La Cour régionale des comptes met en cause la gestion petit bras de Pécresse

Article de Sibylle Vincendon, paru dans Libération le 28 février 2020.

Le rapport de la chambre régionale des comptes qui sera débattu en séance plénière jeudi est-il un document «qui fera date», comme l’affirme Maxime des Gayets, président du groupe Ensemble (socialistes et écologistes) au conseil régional d’Ile-de-France ? Avec les trois autres présidents de groupe de l’opposition – Ghislaine Senée (écologistes), Céline Malaisé (Front de gauche) et Eddie Aït (radicaux), il tenait ce vendredi une conférence de presse autour de ce décorticage qui montre, selon eux, que «Valérie Pécresse est arrivée à faire très peu et très mal».

La gestion de la présidente ex-LR d’Ile-de-France serait en particulier marquée par le sous-investissement. «Au fur et à mesure des années, il y a eu un décrochement entre ce qui est inscrit et ce qui est dépensé.
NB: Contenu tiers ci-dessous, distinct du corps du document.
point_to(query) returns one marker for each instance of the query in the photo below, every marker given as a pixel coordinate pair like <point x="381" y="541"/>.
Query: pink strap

Le taux d’investissement réel est passé de 75 % en 2015 à 58 % en 2018», résume Céline Malaisé. Pourquoi Valérie Pécresse ne dépense-t-elle pas ce qu’elle a prévu ? «Elle a un objectif de notation», répond l’élue Front de gauche. Dans l’approche financière des agences de notation, le niveau d’endettement de la collectivité est un critère de poids. Valérie Pécresse se félicite d’ailleurs, dans l’exposé des motifs qui accompagnera le rapport lors de la discussion en plénière jeudi, des commentaires de la chambre régionale sur sa «bonne gestion financière» : «Le document insiste bien sur les excellentes performances financières qui sont celles de la collectivité.»

Toutefois, dans une lettre adressée au premier président de la Cour des comptes, Didier Migaud (en poste à l’époque), la présidente de la région ne se contente pas de répondre aux critiques de la chambre avec ses arguments, comme c’est l’usage. Elle accuse, sans le nommer, un des magistrats de la chambre de «conflit d’intérêts». «Le magistrat en question était, sous la période de contrôle, un membre actif du mouvement En marche à Montgeron, dans l’Essonne», écrit-elle, précisant au passage qu’il serait à présent opposant de la maire de cette commune. Le rapport serait une «instrumentalisation politique de la chambre». Bigre.

Le passage sur ce magistrat qui, répond Migaud, «n’est pas l’un des rapporteurs qui a conduit le contrôle», a été retiré des réponses rendues publiques par la chambre, afin d’éviter à Pécresse des poursuites en diffamation.